Mindestens 11 der 23 deutschen Hochschulen für Musik stehen vor der Gründung einer gemeinsamen „Deutschen Universität für Musik und Darstellende Kunst“ im Reich der Mitte. Mit dabei sein wollen etwa die Universität der Künste Berlin (UdK), die Folkwang Hochschule Essen sowie die Musikhochschulen aus Köln, München, Hamburg und Leipzig. Dies bestätigte der Vorsitzende der deutschen Musikhochschulrektorenkonferenz, Martin Pfeffer von der Essener Folkwang Hochschule.

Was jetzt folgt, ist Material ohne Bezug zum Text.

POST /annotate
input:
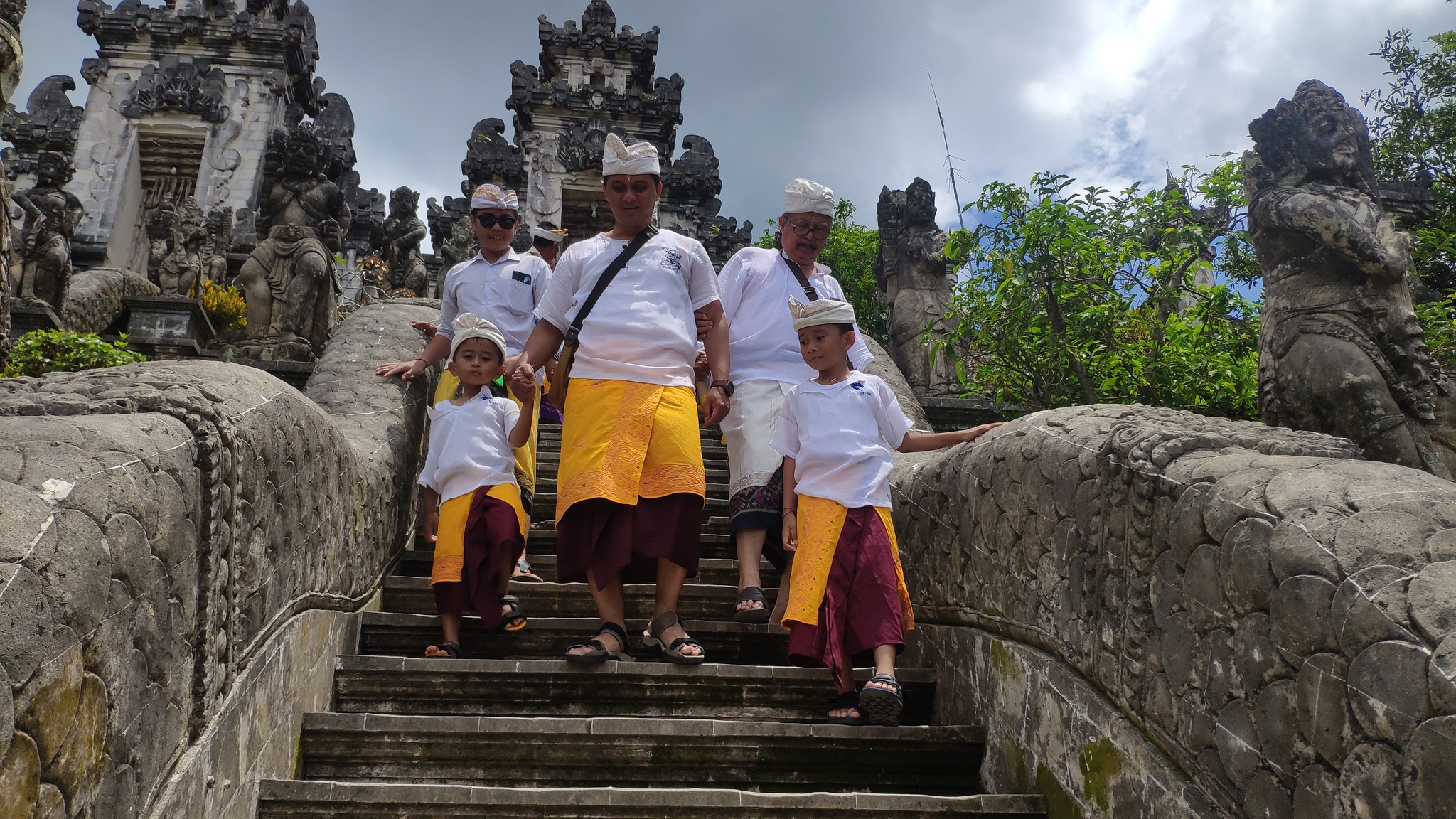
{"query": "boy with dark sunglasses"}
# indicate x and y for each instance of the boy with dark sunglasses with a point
(500, 286)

In zwei Städten sollen jeweils 120 chinesische Studenten einen Masterstudiengang nach deutscher Studienordnung und mit Lehrern deutscher Hochschulen absolvieren können. Am Ende halten sie einen deutschen Master in Händen. Mittlerweile wird auch über Bachelor-Abschlüsse mit den Chinesen verhandelt. An der Entwicklung des auf Dauer angelegten Projektes ist auch die UdK Berlin beteiligt. Deren Präsident Martin Rennert ist von einem zunehmenden weltweiten Wettbewerb der Bildungssysteme überzeugt. Daher sei es wichtig, dass das deutsche Ausbildungssystem für den musikalischen Nachwuchs an verschiedenen Punkten der Erde vertreten sei. Zumal Rennert es gegenüber dem angloamerikanischen Konzept für intensiver in der Betreuung des künstlerischen Nachwuchses hält. Der Gitarrist möchte den „höchst möglichen künstlerischen Anspruch zum Maßstab“ in der Welt machen.

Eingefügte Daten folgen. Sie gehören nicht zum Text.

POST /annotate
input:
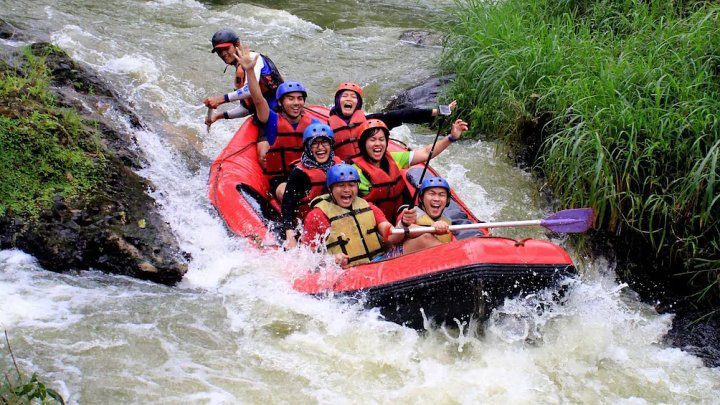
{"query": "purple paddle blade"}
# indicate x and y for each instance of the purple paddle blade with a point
(575, 220)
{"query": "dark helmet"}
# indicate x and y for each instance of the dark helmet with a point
(348, 86)
(224, 38)
(289, 87)
(433, 181)
(368, 128)
(340, 173)
(316, 130)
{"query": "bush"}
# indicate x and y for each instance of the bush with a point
(46, 150)
(18, 389)
(622, 97)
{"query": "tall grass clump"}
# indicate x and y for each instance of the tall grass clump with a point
(46, 149)
(621, 97)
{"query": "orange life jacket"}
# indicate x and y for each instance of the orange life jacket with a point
(386, 189)
(317, 185)
(287, 147)
(347, 135)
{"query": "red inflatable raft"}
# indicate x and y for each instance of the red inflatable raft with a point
(463, 278)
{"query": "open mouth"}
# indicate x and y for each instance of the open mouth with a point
(320, 155)
(345, 199)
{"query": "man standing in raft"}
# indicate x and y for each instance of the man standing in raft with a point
(281, 140)
(434, 197)
(347, 116)
(355, 225)
(381, 180)
(226, 44)
(308, 177)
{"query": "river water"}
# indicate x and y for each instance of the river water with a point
(233, 330)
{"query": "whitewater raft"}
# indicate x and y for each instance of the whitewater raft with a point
(464, 278)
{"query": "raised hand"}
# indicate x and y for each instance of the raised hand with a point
(459, 126)
(441, 227)
(243, 57)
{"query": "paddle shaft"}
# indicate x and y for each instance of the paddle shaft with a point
(208, 117)
(427, 163)
(417, 230)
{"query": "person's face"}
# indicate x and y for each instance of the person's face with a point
(348, 102)
(344, 193)
(292, 104)
(434, 201)
(320, 149)
(376, 144)
(227, 54)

Dass die Chinesen sich ausgerechnet für die deutschen Partner entschieden hätten bei der Gründung einer ausländischen Musikhochschule in ihrem Land, erfüllt Martin Pfeffer aus Essen mit einem gewissen Stolz. Wohl auch, weil es als ein Punktsieg gegenüber den amerikanischen und den englischen Instituten gilt. Diese führen nach Pfeffers Angaben zwar schon Aufnahmeprüfungen in China durch, um sich die besten Studenten zu sichern. Doch zu einer eigenen Musikhochschulgründung sei es noch nicht gekommen.

Neben dem Imagegewinn, den das für das deutsche System im Ausland brächte, sieht Rennert auch eine Stärkung der „nationalen Bedeutung“, die den Musikhochschulen seiner Meinung nach in Deutschland zukommt. Denn da die Musikerziehung an der Basis, also in den Kindergärten und in den Schulen kaum noch geleistet werde, falle den Hochschulen neben der Eliteförderung auch die Rolle zu, die deutsche und europäische Musiktradition mit Leben zu füllen.

Der Anteil ausländischer Studenten an deutschen Musikhochschulen ist für Rennert dabei allerdings kein Kriterium. An der UdK liege der bei rund 35 Prozent, die nicht musikalischen Fächer mit eingerechnet. Für die Kölner Musikhochschule beziffert Rektor Josef Protschka allein den Anteil der Koreaner auf gut ein Viertel. Darin sieht Martin Pfeffer aus Essen durchaus Risiken für die Akzeptanz der deutschen Musikhochschulen im eigenen Land. Schließlich werden die im Wesentlichen aus öffentlichen Geldern finanziert. „Wir müssen aufpassen, dass der Ausländeranteil nicht ins Unermessliche wächst“, sagt er. Pfeffer hält die geplante deutsche Universität für eine gute Chance, den für die nächsten Jahre erwarteten Ansturm chinesischer Studenten auf die deutschen Hochschulen bereits vor Ort zu kanalisieren. Denn politische Diskussionen, weil die deutschen Studenten an den 23 deutschen Musikhochschulen zur Minderheit werden könnten, möchte er sich und seinen Kollegen gerne ersparen.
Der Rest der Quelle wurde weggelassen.